The introduction of new ride-sharing helicopter companies, most notably BLADE, has made air travel there more convenient. But that means noise many residents aren’t happy about, The Wall Street Journal reported.
The service, which has been called “Uber for helicopters” costs as little as $695 for a one-way seat to the Hamptons and takes just 40 minutes to travel from Midtown Manhattan to the end of Long Island.
East Hampton, which has its own airport that serves small charter planes, private jets, and helicopters, is one of the worst spots for noise pollution.
More than 26,000 aircraft-related noise complaints were registered in 2016, up from about 24,000 the previous year, The Wall Street Journal reported, citing city data.
Kathleen Cunningham, a full-time East Hamptons resident, lives three miles away from the airport.
“Helicopters have made it unbearable with ride-sharing,” she told Business Insider,
“It completely changes your ability to function, sometimes it’s so loud you can’t think. If there are multiple flights, you are in a state of hyper-alert; it’s like you’re being attacked,” she said.

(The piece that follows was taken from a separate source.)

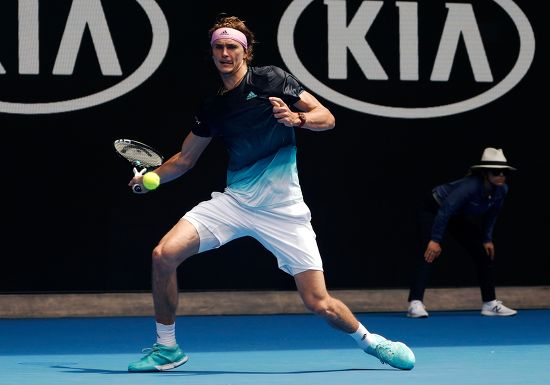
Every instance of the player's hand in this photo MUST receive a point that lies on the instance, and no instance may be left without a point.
(136, 184)
(283, 113)
(432, 251)
(489, 249)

It’s not just East Hampton, other Long Island towns are also suffering. Nearby Westhampton has shown its solidarity by posting a link to a noise complaint registry (Air Noise Report) on the town website to allow its residents to make complaints. So far, there have been10,283 complaints in 2017.

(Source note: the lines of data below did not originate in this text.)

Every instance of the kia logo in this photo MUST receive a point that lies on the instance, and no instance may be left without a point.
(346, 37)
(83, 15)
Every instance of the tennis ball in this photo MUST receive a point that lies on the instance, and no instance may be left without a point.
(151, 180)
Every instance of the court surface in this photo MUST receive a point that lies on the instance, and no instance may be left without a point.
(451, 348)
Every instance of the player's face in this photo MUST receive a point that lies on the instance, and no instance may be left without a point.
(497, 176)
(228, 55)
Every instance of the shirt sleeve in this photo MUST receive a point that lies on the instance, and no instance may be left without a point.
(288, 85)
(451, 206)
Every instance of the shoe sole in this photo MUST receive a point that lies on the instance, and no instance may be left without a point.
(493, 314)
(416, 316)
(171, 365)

According to Cunningham, the summer months are the worst. “You end up welcoming a rainy day,” she said.
Cunningham is one of many residents who has been advocating against the noise pollution and supporting the town in its legal action to bring back curfews on when these flights can occur.

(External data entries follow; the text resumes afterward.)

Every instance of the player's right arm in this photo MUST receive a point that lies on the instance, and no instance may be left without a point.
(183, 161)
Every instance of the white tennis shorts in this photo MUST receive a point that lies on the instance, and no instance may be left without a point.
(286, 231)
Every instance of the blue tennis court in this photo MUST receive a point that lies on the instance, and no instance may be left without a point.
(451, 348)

These curfews, which previously prevented flights from being scheduled during nighttime hours and limited the amount of trips that a specific aircraft could take, were removed after air-charter operators sued the town and the case was taken to court.
The case is now sitting with the US Supreme Court and East Hampton residents are expecting to hear whether it will be heard this month.
“I don’t expect they will,” said Cunningham, “but I am hopeful.”